On Facebook (I know.  There’s the first problem), there is a feature that allows me to like pages that others have liked. I happened to see a page of a half-naked chic who had been liked by MANY of my male mutual friends. Seriously though, who could blame them? This girl was a famous Sport Illustrated swim suit model. Tongues wagging and pants tight, of course men are going to click the “like” button. Still, it pissed me off because I thought, “Here we go. And people wonder why women feel like garbage about themselves.” Even though this situation shouldn’t have triggered me, it did. It went through me. The mantra played inside my mind: “You’ll never measure up to that. You’ll never be that. So, that means that you are unattractive and undesirable.” Those self-defeating messages have been thrown at us, both men and women, since we were children: If you don’t fall into this category, you’re worthless. I get that it’s a free country, and we are allowed to be attracted to whoever we want, but holding each other to this unrealistic standard is not helping anyone. In fact it’s damaging. It’s kind of like porn. Porn is not real. It doesn’t accurately represent healthy, sexual relationships. Nevertheless, young people who aren’t being educated otherwise will embrace the fiction of porn as truth, and they may perpetuate that onto their partner at some time or another.

Science tells us that there are certain features that we find attractive. As a species, we tend to like symmetrical features. With that said, I think that media stereotypes drive what we find attractive. For example, there are paintings from various points in history featuring women who have some meat on their bones. At that time, women who were curvy were seen as attractive. In today’s society it seems that the thinner you are, the more desirable you are. Evolutionary theorist would heartily disagree with that. Still, media seems to drive everything, taking away our ability to think for ourselves.

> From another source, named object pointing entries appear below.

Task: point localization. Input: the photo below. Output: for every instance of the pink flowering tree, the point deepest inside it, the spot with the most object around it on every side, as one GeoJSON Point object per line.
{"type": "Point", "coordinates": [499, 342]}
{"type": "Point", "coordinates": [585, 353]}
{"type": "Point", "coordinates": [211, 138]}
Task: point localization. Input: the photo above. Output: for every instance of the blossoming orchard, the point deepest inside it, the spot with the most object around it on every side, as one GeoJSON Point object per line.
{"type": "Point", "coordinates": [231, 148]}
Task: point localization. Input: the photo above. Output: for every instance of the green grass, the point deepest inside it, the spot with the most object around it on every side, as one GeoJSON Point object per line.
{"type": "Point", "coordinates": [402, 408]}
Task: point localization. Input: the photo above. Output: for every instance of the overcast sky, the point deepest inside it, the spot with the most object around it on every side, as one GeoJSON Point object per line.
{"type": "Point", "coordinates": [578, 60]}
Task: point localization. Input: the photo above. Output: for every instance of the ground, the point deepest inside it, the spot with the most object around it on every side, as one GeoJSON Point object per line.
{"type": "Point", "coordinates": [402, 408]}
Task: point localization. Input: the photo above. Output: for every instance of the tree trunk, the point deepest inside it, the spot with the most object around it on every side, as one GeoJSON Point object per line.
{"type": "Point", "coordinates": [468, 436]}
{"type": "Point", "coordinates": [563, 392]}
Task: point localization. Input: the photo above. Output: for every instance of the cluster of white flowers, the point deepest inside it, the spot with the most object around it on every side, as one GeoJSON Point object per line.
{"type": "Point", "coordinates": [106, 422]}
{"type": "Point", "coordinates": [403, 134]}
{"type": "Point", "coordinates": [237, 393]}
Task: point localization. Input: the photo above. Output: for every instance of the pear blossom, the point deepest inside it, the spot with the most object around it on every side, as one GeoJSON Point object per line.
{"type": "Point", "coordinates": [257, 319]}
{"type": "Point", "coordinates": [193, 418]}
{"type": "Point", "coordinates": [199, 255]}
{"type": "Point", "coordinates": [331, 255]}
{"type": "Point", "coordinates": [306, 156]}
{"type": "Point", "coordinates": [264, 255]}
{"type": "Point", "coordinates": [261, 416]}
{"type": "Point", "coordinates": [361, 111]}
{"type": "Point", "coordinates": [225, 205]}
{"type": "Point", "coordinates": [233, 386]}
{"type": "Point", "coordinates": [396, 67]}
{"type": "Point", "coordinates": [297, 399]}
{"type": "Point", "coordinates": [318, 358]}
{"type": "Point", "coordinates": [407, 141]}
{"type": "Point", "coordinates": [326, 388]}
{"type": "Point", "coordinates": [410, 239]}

Another feature that has always been desirable are big breasts. Those breasts have to be perky and just right, otherwise, according to media, they are not desirable. Full, implant grade breasts are preferred over all else. Well, I don’t know about you, but I don’t have $10,000 to get a boob job.

So, when you start to feel the insecurity settle into your mind, and bring that to someone’s attention, and you are dismissed or told, “No, that’s not what I want.” My question to that is: Then why do you idolize individuals who fit that description? That goes for both genders.

I detest body shaming. I do believe we should be seeking out health above all else, but I don’t think anyone has the right to shame someone for not fitting the universal standard of perceived excellence.

I also understand this involves unrealistic standards for both men and woman.  I know females aren’t the only ones who are impacted by it.  So what do we do when we go down the rabbit hole?  I wish I knew the answer.  I think it’s about fighting the good fight.  Some days are going to be worse than others.  I also think it’s about accepting each other without trying to set the bar so high that we are set up to fail.